13  Overview

Methods for supervised classification originated in the field of Statistics in the early nineteenth century, under the moniker discriminant analysis (see, for example, Fisher (1936a)). An increase in the collection of data, and storage in databases, in the late twentieth century has inspired a growing desire to extract knowledge from data, particularly to be able accurately predict the class labels. This has contributed to an explosion of research on new methods, especially on algorithms that focus on accurate prediction of new data based on training samples.

In contrast to unsupervised classification, the class label (categorical response variable) is known, in the training sample. The training sample is used to build the prediction model, and also to estimate the accuracy, or inversely error, of the model for future data. It is also important to understand the model and to interpret it, so that we can know how predictions are made. High-dimensional visualisation can help with this, and helps to tackle questions like:

Addressing these types of queries also motivate the emerging field called explainable artificial intelligence (XAI), which goes beyond predictive accuracy to more completely satisfy the desire to extract knowledge from data.

Although we focus on categorical response, some of the techniques here can be modified or adapted for problems with a numeric, or continuous, response variable. With a categorical response, and numerical predictors, we map colour to the response variable and use the tour to examine the relationship between predictors, and the different classes.

Figure 13.1: Examples of supervised classification patterns: (a) linearly separable, (b) linear but not completely separable, (c) non-linearly separable, (d) non-linear, but not completely separable.
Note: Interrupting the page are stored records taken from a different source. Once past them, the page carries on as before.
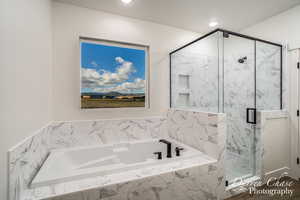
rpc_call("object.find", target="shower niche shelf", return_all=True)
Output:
[178,74,191,90]
[177,92,190,106]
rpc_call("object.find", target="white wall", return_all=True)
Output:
[0,0,52,200]
[53,3,199,120]
[262,117,290,176]
[242,6,300,48]
[241,6,300,178]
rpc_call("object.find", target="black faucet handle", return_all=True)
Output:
[153,151,162,160]
[175,147,184,156]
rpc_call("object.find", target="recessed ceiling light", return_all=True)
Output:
[208,21,219,27]
[122,0,132,4]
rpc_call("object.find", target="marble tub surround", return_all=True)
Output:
[8,117,167,200]
[167,109,226,159]
[9,109,226,200]
[167,109,226,199]
[21,152,219,200]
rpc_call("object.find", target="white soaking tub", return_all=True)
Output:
[31,139,207,188]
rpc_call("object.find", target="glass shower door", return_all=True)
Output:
[223,34,256,184]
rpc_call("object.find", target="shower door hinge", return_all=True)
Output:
[223,31,229,38]
[225,181,229,187]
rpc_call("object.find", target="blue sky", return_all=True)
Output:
[81,42,146,93]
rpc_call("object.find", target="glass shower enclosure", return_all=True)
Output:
[170,29,282,184]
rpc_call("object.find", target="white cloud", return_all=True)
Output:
[91,61,98,67]
[81,57,136,88]
[94,78,145,93]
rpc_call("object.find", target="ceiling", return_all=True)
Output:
[57,0,300,33]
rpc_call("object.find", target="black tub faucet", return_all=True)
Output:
[159,139,172,158]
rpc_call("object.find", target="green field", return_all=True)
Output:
[81,99,145,108]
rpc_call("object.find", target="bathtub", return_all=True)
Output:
[30,139,205,188]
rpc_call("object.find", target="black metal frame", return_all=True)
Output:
[169,28,283,109]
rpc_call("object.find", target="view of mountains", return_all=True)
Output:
[81,92,145,97]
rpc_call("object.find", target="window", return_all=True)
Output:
[80,38,149,109]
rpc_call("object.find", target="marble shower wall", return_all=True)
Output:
[167,109,227,199]
[8,117,167,200]
[256,42,281,110]
[171,32,286,183]
[171,32,219,113]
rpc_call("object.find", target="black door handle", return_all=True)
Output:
[246,108,256,124]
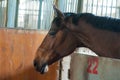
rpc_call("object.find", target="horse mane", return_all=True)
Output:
[66,13,120,32]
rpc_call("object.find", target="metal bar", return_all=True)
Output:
[86,0,89,12]
[105,0,109,16]
[77,0,83,13]
[101,0,104,15]
[110,0,113,17]
[91,0,94,13]
[96,0,98,15]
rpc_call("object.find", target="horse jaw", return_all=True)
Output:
[40,65,49,74]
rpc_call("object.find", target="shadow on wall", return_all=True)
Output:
[0,64,58,80]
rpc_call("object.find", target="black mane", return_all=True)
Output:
[64,13,120,32]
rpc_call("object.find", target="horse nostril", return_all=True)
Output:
[33,60,37,67]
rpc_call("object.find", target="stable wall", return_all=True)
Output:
[0,28,58,80]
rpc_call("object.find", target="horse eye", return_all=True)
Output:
[49,31,57,35]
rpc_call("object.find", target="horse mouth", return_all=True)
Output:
[36,64,48,74]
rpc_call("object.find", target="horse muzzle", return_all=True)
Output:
[34,61,49,74]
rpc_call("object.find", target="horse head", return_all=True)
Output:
[34,6,77,74]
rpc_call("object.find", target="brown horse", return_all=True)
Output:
[34,6,120,73]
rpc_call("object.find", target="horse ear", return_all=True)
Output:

Figure 13.1 shows some 2D examples where the two classes are (a) linearly separable, (b) not completely separable but linearly different, (c) non-linearly separable and (d) not completely separable but with a non-linear difference. We can also see that in (a) only the horizontal variable would be important for the model because the two classes are completely separable in this direction. Although the pattern in (c) is separable classes, most models would have difficulty capturing the separation. It is for this reason that it is important to understand the boundary between classes produced by a fitted model. In each of b, c, d it is likely that some observations would be misclassified. Identifying these cases, and inspecting where they are in the data space is important for understanding the model’s future performance.